It’s that time of year again. The near compulsory wearing of the poppy is here, and will continue for the next three weeks. I was on Sky News a few days ago debating the significance of the poppy. It’s worth saying that on the reception desk at Millbank there was a poppy appeal tin, the presenter, weather forecaster and other guests were all wearing poppies.

I pointed out that – while I had absolutely no problem with people wearing a poppy if that was what they wanted to do – there was huge pressure to do so as the event has become bigger and bigger in recent years. I also said that there appeared to be pressure on journalists and guests to wear the poppy on screen, and that the purpose of the operation was to gain support for current wars and a justification of all things military.

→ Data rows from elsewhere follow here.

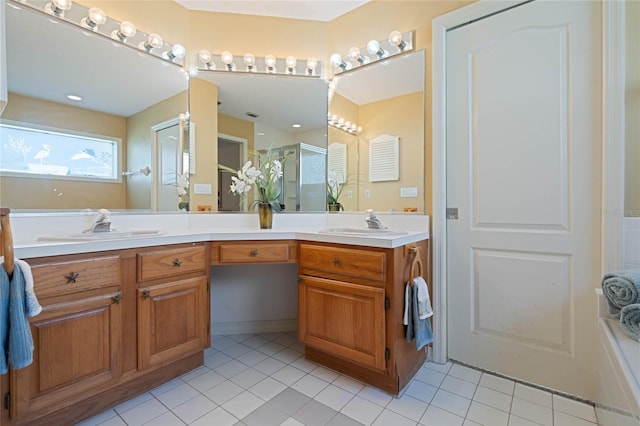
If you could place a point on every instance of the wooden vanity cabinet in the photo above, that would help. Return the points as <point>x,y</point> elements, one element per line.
<point>114,324</point>
<point>351,304</point>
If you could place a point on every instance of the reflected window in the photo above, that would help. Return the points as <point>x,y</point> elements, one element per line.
<point>41,152</point>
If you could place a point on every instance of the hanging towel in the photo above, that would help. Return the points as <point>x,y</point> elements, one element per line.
<point>16,333</point>
<point>630,321</point>
<point>620,289</point>
<point>418,329</point>
<point>424,302</point>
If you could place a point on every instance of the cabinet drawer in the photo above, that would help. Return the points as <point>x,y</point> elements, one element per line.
<point>254,252</point>
<point>54,279</point>
<point>168,262</point>
<point>332,262</point>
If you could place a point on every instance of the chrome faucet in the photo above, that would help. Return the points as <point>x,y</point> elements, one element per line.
<point>372,221</point>
<point>103,224</point>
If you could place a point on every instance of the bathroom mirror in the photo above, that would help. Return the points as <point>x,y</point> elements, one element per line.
<point>260,111</point>
<point>128,96</point>
<point>386,99</point>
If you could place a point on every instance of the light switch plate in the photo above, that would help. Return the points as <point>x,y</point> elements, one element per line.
<point>202,188</point>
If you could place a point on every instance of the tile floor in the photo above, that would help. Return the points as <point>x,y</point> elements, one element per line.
<point>264,380</point>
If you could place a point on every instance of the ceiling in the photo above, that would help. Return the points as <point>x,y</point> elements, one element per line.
<point>314,10</point>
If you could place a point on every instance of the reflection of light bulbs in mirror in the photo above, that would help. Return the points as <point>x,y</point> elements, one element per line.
<point>207,59</point>
<point>126,30</point>
<point>57,7</point>
<point>177,52</point>
<point>270,63</point>
<point>153,41</point>
<point>291,63</point>
<point>373,47</point>
<point>250,62</point>
<point>96,17</point>
<point>227,58</point>
<point>312,64</point>
<point>354,54</point>
<point>395,38</point>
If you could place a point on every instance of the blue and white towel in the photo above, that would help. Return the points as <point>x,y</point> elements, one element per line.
<point>15,331</point>
<point>621,288</point>
<point>417,319</point>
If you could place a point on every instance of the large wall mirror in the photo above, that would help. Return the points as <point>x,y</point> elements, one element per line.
<point>134,99</point>
<point>258,112</point>
<point>386,99</point>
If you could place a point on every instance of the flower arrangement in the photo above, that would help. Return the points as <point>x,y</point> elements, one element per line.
<point>334,190</point>
<point>264,176</point>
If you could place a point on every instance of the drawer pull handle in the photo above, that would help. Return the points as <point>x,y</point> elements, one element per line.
<point>72,277</point>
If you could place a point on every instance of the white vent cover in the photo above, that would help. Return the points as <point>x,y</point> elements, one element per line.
<point>384,158</point>
<point>337,161</point>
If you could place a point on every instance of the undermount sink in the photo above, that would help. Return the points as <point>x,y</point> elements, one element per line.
<point>95,236</point>
<point>362,231</point>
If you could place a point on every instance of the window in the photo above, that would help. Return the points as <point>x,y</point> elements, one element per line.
<point>39,152</point>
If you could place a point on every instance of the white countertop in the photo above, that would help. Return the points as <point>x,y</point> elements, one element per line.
<point>175,229</point>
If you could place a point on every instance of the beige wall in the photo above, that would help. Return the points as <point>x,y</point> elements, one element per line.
<point>34,193</point>
<point>632,111</point>
<point>140,147</point>
<point>396,117</point>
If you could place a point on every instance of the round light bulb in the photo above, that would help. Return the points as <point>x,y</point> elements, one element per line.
<point>395,38</point>
<point>291,61</point>
<point>227,57</point>
<point>373,47</point>
<point>354,53</point>
<point>205,56</point>
<point>249,59</point>
<point>270,61</point>
<point>336,60</point>
<point>154,40</point>
<point>178,51</point>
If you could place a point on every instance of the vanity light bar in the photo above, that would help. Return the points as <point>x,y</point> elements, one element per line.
<point>269,64</point>
<point>396,44</point>
<point>342,124</point>
<point>96,21</point>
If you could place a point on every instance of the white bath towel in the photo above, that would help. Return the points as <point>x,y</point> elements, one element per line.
<point>424,302</point>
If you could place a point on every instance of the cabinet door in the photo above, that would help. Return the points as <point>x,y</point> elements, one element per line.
<point>172,321</point>
<point>77,352</point>
<point>343,319</point>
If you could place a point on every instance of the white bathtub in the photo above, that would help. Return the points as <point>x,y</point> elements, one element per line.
<point>617,372</point>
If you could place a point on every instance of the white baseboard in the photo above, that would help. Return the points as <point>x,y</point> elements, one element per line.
<point>244,327</point>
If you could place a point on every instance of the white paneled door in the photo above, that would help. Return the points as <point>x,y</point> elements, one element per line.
<point>523,170</point>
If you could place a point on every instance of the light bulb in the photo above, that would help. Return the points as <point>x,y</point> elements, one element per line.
<point>270,63</point>
<point>250,62</point>
<point>207,58</point>
<point>312,64</point>
<point>227,59</point>
<point>373,47</point>
<point>57,7</point>
<point>126,30</point>
<point>395,38</point>
<point>96,17</point>
<point>291,63</point>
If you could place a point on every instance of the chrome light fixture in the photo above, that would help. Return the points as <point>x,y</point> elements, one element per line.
<point>95,18</point>
<point>57,7</point>
<point>124,31</point>
<point>397,43</point>
<point>154,41</point>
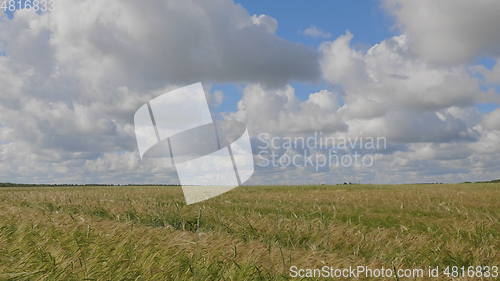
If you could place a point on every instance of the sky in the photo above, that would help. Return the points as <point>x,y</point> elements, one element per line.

The arguments from my fellow panellist was that it was about remembering, about children going on school trips to Flanders, about democracy and freedom. I don’t have a problem with remembrance or teaching history. But I think to cast the First World War as a struggle for freedom and democracy when it was fought by empires for control of land and markets is a travesty. The great powers of Europe (and later the US, which emerged as the real victor of the war) sacrificed an estimated 20 million people in a war still remembered for its senseless slaughter.

It is almost impossible to imagine the rise of fascism in Europe in the decades afterwards without seeing it as in part a product of that slaughter, the brutalised society it represented and the post-war settlement which settled very little.

Today there is no one alive who fought in the war, or was an adult during it. Why do we remember it with such fervour? Because history is not just about the past but about the present. It is interpreted by those who rule us to justify their present actions. As direct experience of war becomes more distant, and killing in war more remote for those of us in the richest countries (although not in Raqqa, Kabul or Sanaa) so this war which ended nearly 100 years ago is turned into a symbol of the nobility and rightness of war.

As I said in the interview, I’m in favour of children learning about this and other wars. But surely they should learn about the whole truth of the war, which we should remember ended in revolution in several of the belligerent countries – a recognition of the widespread revulsion to it. They should not be pressured into wearing poppies.

And if we want to remember the war dead, perhaps we should spare a thought for the one-million plus dead in Iraq, Afghanistan, Libya and elsewhere since the start of the war on terror.